Wrinkles and Walkers.
My Dad’s home from California for a visit. With him all checked in to a senior residence, I get to visit and observe the body language and wit of another generation. He’s only been there a few days and I’ve already heard a story about a corn field and an unwelcomed manure spreader ride from a couple other residents, my kinda people.
This kind of information will come in handy for a story I’m finalizing now. I’d feel awkward staring at them and sketching, but I try to remember a few postural details when I get home. We all have our special ways of moving and engaging in our world. It’s a beautiful thing.
I carried some humor from my visit over into rough sketches I’m working on, establishing a layout for a couple pages in my story. This is one roughed in with pencil and markers.

Toys and Tantrums.
Toys bring out the best, and the worst in toddlers.

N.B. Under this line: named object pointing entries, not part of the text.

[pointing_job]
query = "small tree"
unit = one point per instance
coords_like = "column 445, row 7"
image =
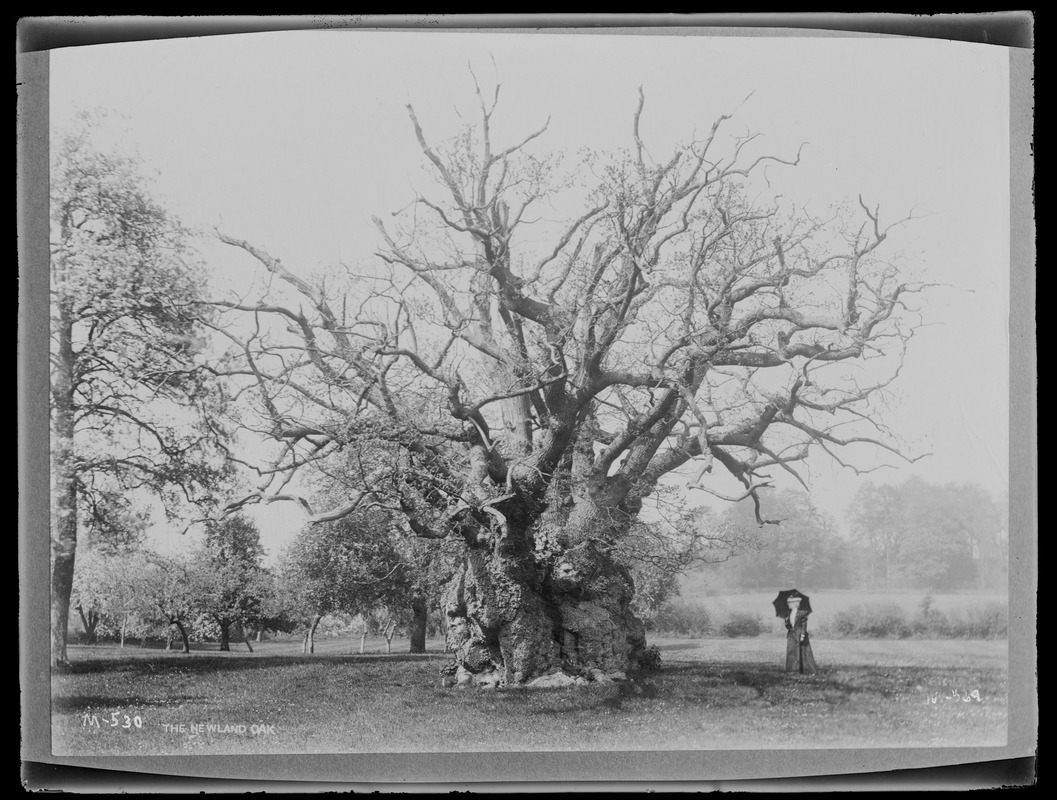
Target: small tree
column 133, row 410
column 112, row 593
column 353, row 564
column 228, row 577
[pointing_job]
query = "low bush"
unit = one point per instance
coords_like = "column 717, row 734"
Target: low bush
column 650, row 659
column 988, row 621
column 681, row 618
column 741, row 624
column 885, row 620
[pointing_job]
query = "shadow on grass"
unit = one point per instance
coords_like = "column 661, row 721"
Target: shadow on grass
column 712, row 685
column 196, row 662
column 687, row 646
column 85, row 702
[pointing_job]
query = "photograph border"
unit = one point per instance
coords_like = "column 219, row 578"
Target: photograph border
column 478, row 770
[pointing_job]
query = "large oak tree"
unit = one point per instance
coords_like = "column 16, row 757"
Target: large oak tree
column 524, row 388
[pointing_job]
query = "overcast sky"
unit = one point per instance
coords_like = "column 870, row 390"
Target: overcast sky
column 293, row 141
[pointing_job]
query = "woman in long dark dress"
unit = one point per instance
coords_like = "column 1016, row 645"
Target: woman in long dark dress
column 798, row 655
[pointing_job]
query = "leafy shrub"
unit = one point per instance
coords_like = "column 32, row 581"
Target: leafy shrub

As an illustrator it helps to see like a child. There’s much more to an object than what we purport it to be.
Once an object is in a child’s hand it is much harder to get it out. But when a child truly makes a connection with someone, they give all they have and all of themselves. This is the connection I’m striving to write about. It matters not the age difference, but how we connect with one another that takes a relationship beyond definition.
If you haven’t any old or very young people in your circle, go out and find some, they make understanding where you’re at in your life much easier.